وَلَقَدْ اٰتَيْنَا دَاوُ۫دَ وَسُلَيْمٰنَ عِلْماًۚ وَقَالَا الْحَمْدُ لِلّٰهِ الَّذ۪ي فَضَّلَنَا عَلٰى كَث۪يرٍ مِنْ عِبَادِهِ الْمُؤْمِن۪ينَ
Sıra | Kelime | Anlamı | Kökü |
---|---|---|---|
1 | وَلَقَدْ | ve andolsun |
|
2 | اتَيْنَا | biz verdik |
|
3 | دَاوُودَ | Davud’a |
|
4 | وَسُلَيْمَانَ | ve Süleyman’a |
|
5 | عِلْمًا | bir ilim |
|
6 | وَقَالَا | ve dediler |
|
7 | الْحَمْدُ | hamdolsun |
|
8 | لِلَّهِ | Allah’a |
|
9 | الَّذِي | ki |
|
10 | فَضَّلَنَا | bizi üstün kıldı |
|
11 | عَلَىٰ | üzerine |
|
12 | كَثِيرٍ | birçoğu |
|
13 | مِنْ | -ndan |
|
14 | عِبَادِهِ | kulları- |
|
15 | الْمُؤْمِنِينَ | inanan |
|
وَلَقَدْ اٰتَيْنَا دَاوُ۫دَ وَسُلَيْمٰنَ عِلْماًۚ
وَ istînâfiyyedir. لَ harfi, mahzuf kasemin cevabının başına gelen muvattiedir. قَدْ tahkik harfidir. Tekid ifade eder.
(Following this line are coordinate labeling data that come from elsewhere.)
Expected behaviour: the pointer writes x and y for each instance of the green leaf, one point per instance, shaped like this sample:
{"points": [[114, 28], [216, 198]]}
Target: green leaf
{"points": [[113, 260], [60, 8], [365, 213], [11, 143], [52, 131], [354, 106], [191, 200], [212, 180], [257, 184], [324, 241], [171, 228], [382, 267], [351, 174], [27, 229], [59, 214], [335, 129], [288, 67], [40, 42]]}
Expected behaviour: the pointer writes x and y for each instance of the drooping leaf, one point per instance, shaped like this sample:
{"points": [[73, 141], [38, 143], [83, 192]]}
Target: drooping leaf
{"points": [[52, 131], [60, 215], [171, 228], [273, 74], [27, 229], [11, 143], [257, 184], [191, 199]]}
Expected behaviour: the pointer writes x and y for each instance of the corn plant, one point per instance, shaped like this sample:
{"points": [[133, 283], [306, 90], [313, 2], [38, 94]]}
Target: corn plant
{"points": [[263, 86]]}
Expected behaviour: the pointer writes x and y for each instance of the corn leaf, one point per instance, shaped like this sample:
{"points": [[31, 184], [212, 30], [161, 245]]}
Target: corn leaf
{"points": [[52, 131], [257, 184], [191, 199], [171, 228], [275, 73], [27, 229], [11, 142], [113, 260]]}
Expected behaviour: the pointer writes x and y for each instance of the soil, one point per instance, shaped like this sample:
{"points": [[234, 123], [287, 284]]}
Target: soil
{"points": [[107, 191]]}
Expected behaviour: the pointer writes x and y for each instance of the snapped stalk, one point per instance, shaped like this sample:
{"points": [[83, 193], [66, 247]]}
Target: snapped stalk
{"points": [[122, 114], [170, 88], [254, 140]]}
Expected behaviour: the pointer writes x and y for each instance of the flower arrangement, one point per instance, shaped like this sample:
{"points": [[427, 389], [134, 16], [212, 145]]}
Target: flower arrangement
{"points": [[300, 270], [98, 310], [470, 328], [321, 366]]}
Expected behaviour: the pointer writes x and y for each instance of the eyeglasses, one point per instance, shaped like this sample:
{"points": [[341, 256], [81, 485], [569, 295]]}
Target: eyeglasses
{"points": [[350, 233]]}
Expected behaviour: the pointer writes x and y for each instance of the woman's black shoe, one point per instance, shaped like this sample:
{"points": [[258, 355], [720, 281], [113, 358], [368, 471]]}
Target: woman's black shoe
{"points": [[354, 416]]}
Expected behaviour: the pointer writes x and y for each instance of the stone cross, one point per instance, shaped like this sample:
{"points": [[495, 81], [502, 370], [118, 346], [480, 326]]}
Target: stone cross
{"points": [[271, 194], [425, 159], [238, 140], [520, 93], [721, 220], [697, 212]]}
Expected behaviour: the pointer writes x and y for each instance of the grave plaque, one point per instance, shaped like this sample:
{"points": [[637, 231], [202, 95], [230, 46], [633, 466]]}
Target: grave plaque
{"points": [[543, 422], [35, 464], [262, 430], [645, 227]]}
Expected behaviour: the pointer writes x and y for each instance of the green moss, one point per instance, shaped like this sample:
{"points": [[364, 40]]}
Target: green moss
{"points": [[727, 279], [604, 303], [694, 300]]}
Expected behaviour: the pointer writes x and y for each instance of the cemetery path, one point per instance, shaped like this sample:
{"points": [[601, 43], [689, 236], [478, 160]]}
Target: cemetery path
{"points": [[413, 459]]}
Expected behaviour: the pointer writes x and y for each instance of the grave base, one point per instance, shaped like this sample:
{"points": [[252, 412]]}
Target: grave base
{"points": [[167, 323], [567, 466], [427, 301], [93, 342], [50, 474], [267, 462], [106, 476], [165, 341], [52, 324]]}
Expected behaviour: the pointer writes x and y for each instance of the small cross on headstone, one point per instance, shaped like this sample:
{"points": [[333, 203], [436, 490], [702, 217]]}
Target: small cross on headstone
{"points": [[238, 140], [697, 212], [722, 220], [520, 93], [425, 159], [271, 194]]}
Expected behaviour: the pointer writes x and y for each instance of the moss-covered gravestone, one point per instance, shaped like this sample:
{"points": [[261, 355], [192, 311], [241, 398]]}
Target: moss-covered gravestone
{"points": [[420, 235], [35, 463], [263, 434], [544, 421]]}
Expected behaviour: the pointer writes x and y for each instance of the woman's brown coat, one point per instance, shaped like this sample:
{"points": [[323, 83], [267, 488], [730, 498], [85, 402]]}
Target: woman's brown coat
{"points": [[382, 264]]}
اٰتَيْنَا sükun üzere mebni mazi fiildir. Mütekellim zamir نَا fail olarak mahallen merfûdur.
دَاوُ۫دَ mef’ûlun bih olup gayrı munsariftir. سُلَيْمٰنَ atıf harfi وَ ‘la makabline matuf olup gayri munsariftir. Sonundaki elif ve nun ziyadedir.
Gayri munsarif isimler: Kesra (esre) ve tenvini alamayan isimlerdir. Gayri munsarif isimler esre yerine fetha alırlar. Yani bu isimler ref halinde damme, nasb halinde fetha, cer halinde yine fetha alırlar. Gayri munsarif “memnu’un mine’s-sarf (اَلْمَمْنُوعُ مِنَ الصَّرفِ)” da denir. Arapçada kullanılmakla birlikte arapça kökenli olmayan alem (özel) isimler (Yer, ülke, kişi adları vb. gibi isimler) de gayri munsariftir. (Arapça Dilbilgisi Ayetlerle Nahiv Bilgisi)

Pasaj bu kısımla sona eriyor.